Azad (le nom de la personne a été modifié), a lui aussi grandi en Iran. Il a ensuite gagné les Pays-Bas avec son frère. Renvoyé en Afghanistan en mai 2017, il se présente comme gay et craint que son orientation sexuelle ne soit découverte par des personnes qui lui veulent du mal. Il avait tellement peur d’être renvoyé en Afghanistan qu’il a fait une tentative de suicide, juste avant d’être expulsé. « J’essaie d’être un homme ici. Je deviens fou. La nuit, j’ai très peur. Je suis vraiment terrorisé », a-t-il déclaré à Amnesty International.

« Une coupe de poison »

Les États européens n’ignorent aucunement la dangerosité de la situation en Afghanistan. Au contraire, ils l’ont reconnue lorsque les membres de l’Union européenne (UE) ont signé un accord de coopération baptisé « Action conjointe pour le futur », destiné à renvoyer chez eux des demandeurs d’asile afghans.

Dans un document ayant fuité, l’administration de l’UE reconnaît que l’Afghanistan est confronté à « une détérioration de sa situation sécuritaire et une aggravation des menaces auxquelles les gens sont exposés, avec un nombre record d’attaques terroristes et de civils tués ou blessés ». Ce qui ne l’empêche pas de conclure, avec un total cynisme, qu’il faut « que 80 000 personnes au moins puissent retourner chez elles dans un futur proche ».

Selon des informations dignes de foi, cette « nécessité » aurait été exprimée par des pressions exercées sur le gouvernement afghan.
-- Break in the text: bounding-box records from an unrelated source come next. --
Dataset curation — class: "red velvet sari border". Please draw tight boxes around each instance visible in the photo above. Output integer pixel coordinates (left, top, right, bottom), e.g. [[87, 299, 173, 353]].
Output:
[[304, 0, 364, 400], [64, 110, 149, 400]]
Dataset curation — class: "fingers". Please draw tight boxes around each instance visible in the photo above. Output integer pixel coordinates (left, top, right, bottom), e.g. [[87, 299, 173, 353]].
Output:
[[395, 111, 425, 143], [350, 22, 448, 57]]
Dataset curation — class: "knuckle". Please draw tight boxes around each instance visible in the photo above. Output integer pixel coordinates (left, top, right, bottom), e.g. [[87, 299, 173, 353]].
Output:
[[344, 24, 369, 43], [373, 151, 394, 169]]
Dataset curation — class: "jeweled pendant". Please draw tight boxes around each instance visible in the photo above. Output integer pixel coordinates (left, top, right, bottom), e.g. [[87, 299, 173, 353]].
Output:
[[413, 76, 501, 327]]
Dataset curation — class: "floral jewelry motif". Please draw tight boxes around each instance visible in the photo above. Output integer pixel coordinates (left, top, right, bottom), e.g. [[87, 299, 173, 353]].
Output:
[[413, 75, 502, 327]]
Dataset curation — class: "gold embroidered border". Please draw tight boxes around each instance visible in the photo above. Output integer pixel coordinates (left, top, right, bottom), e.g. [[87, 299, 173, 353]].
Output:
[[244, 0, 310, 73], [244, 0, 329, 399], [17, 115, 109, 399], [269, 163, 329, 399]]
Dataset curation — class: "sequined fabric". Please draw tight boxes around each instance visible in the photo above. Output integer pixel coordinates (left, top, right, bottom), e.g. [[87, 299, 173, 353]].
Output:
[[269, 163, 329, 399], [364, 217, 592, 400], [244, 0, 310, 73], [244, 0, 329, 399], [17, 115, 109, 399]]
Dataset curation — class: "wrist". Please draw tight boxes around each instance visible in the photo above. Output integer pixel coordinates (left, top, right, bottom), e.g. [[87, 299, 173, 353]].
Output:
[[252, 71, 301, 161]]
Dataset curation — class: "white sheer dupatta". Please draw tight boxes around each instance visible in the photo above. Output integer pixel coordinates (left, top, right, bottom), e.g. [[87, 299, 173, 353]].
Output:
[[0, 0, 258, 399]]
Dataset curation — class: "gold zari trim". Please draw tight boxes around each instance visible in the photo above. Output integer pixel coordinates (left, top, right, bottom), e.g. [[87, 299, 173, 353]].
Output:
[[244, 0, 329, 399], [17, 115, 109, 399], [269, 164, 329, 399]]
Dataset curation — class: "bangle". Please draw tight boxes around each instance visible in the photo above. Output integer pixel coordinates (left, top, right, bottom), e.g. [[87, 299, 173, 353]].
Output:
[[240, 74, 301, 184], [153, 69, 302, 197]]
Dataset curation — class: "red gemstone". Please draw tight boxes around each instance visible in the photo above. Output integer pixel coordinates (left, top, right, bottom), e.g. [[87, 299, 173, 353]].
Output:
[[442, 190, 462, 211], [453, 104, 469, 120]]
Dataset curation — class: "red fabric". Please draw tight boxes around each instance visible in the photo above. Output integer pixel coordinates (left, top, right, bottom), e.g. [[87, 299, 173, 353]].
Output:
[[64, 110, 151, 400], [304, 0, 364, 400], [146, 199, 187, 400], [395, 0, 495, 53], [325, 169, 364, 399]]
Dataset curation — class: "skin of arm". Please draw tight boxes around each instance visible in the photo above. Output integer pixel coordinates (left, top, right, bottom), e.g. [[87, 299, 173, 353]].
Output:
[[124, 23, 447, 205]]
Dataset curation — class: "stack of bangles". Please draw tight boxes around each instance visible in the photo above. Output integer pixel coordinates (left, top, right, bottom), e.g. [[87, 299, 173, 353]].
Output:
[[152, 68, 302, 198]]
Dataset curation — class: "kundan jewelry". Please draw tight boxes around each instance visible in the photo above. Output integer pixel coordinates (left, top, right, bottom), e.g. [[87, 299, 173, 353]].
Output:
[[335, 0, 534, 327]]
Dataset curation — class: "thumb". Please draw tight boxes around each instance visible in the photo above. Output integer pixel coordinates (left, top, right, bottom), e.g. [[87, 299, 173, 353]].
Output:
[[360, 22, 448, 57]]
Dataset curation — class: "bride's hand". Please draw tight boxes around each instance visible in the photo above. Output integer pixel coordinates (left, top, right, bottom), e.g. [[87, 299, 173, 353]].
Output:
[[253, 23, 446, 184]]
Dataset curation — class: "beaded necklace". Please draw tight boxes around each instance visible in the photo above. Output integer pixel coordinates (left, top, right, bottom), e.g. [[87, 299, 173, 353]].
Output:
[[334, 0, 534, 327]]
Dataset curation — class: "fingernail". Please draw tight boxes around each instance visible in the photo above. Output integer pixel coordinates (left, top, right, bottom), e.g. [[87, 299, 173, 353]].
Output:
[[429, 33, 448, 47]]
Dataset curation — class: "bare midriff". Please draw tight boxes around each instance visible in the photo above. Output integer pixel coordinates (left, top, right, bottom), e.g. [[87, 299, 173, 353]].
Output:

Le ministre afghan des Finances, Ekil Hakimi, a déclaré devant le Parlement : « Si l’Afghanistan ne coopère pas avec les pays de l’Union européenne dans le cadre de la crise des réfugiés, cela aura des conséquences négatives pour le montant de l’aide allouée à notre pays. »

Dans le même ordre d’idées, une source afghane connaissant bien l’accord et s’exprimant sous le sceau de la confidentialité a qualifié ledit accord de « coupe de poison » que le gouvernement afghan aurait été obligé d’avaler en échange d’une aide.